A senior British officer has criticised the US army for its conduct in Iraq, accusing it of institutional racism, moral righteousness, misplaced optimism, and of being ill-suited to engage in counter-insurgency operations.

The blistering critique, by Brigadier Nigel Aylwin-Foster, who was the second most senior officer responsible for training Iraqi security forces, reflects criticism and frustration voiced by British commanders of American military tactics.

What is startling is the severity of his comments - and the decision by Military Review, a US army magazine, to publish them.

American soldiers, says Brig Aylwin-Foster, were "almost unfailingly courteous and considerate". But he says "at times their cultural insensitivity, almost certainly inadvertent, arguably amounted to institutional racism".

The US army, he says, is imbued with an unparalleled sense of patriotism, duty, passion and talent. "Yet it seemed weighed down by bureaucracy, a stiflingly hierarchical outlook, a predisposition to offensive operations and a sense that duty required all issues to be confronted head-on."

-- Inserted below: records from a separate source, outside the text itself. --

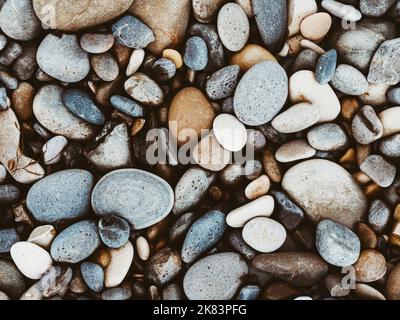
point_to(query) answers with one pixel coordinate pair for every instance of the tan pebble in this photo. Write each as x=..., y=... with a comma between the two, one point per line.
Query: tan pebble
x=258, y=188
x=143, y=248
x=43, y=236
x=174, y=56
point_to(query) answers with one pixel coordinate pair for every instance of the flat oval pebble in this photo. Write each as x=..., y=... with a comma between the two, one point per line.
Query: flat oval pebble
x=336, y=244
x=64, y=195
x=216, y=277
x=233, y=26
x=116, y=191
x=230, y=132
x=144, y=89
x=327, y=137
x=63, y=58
x=325, y=191
x=32, y=260
x=261, y=93
x=203, y=235
x=51, y=112
x=264, y=234
x=82, y=105
x=261, y=207
x=114, y=231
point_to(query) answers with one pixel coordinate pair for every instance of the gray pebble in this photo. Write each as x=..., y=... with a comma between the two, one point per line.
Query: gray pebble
x=349, y=80
x=64, y=195
x=93, y=275
x=215, y=277
x=76, y=243
x=327, y=137
x=337, y=245
x=326, y=67
x=127, y=106
x=196, y=54
x=366, y=126
x=9, y=194
x=261, y=93
x=390, y=147
x=116, y=191
x=203, y=235
x=114, y=231
x=132, y=33
x=82, y=105
x=379, y=170
x=222, y=83
x=7, y=238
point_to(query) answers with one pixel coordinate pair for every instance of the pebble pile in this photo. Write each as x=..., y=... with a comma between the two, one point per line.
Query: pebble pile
x=311, y=87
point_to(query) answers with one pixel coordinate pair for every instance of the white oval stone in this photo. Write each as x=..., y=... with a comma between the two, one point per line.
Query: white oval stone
x=120, y=262
x=230, y=132
x=264, y=234
x=53, y=148
x=32, y=260
x=304, y=87
x=261, y=207
x=42, y=236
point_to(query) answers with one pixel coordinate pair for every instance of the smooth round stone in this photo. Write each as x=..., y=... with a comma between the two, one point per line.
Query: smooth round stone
x=51, y=112
x=64, y=195
x=264, y=234
x=130, y=32
x=379, y=170
x=119, y=265
x=210, y=155
x=43, y=236
x=316, y=26
x=297, y=118
x=97, y=42
x=63, y=58
x=144, y=89
x=250, y=55
x=222, y=83
x=294, y=150
x=114, y=231
x=233, y=26
x=196, y=54
x=76, y=243
x=272, y=21
x=82, y=105
x=105, y=66
x=230, y=132
x=93, y=275
x=189, y=110
x=32, y=260
x=349, y=80
x=261, y=207
x=116, y=191
x=370, y=266
x=325, y=191
x=304, y=87
x=127, y=106
x=8, y=237
x=326, y=67
x=163, y=266
x=390, y=147
x=327, y=137
x=216, y=277
x=390, y=119
x=337, y=245
x=261, y=93
x=203, y=235
x=53, y=148
x=191, y=188
x=19, y=21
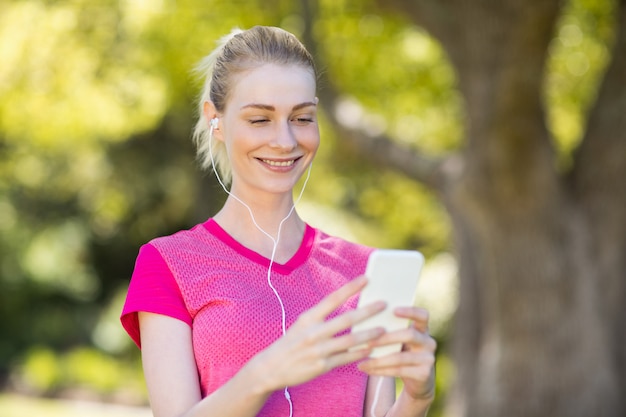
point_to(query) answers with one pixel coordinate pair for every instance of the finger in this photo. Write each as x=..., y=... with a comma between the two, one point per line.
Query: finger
x=352, y=340
x=411, y=339
x=328, y=329
x=335, y=299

Brig Aylwin-Foster says the American army’s laudable "can-do" approach paradoxically led to another trait, namely "damaging optimism". Such an ethos, he says, "is unhelpful if it discourages junior commanders from reporting unwelcome news up the chain of command".

Here’s a few quotes from the original article, "Changing the Army for Counterinsurgency Operations" (pdf)

The United States is fighting the Global War on Terrorism with a mindset shaped by the Cold War. That mindset helped create today’s joint force that possesses nearly irresistible powers in conventional wars against nation-states. Unfortunately, the wars the United States must fight today in Afghanistan and Iraq are not of this variety.—LTC M. Wade Markel, USA

Another reason why the Army has struggled to adapt is simply that it has not been at its professional best in recent years.

If I were treated like this, I’d be a terrorist!—U.S. Army Colonel: Baghdad, September 2004.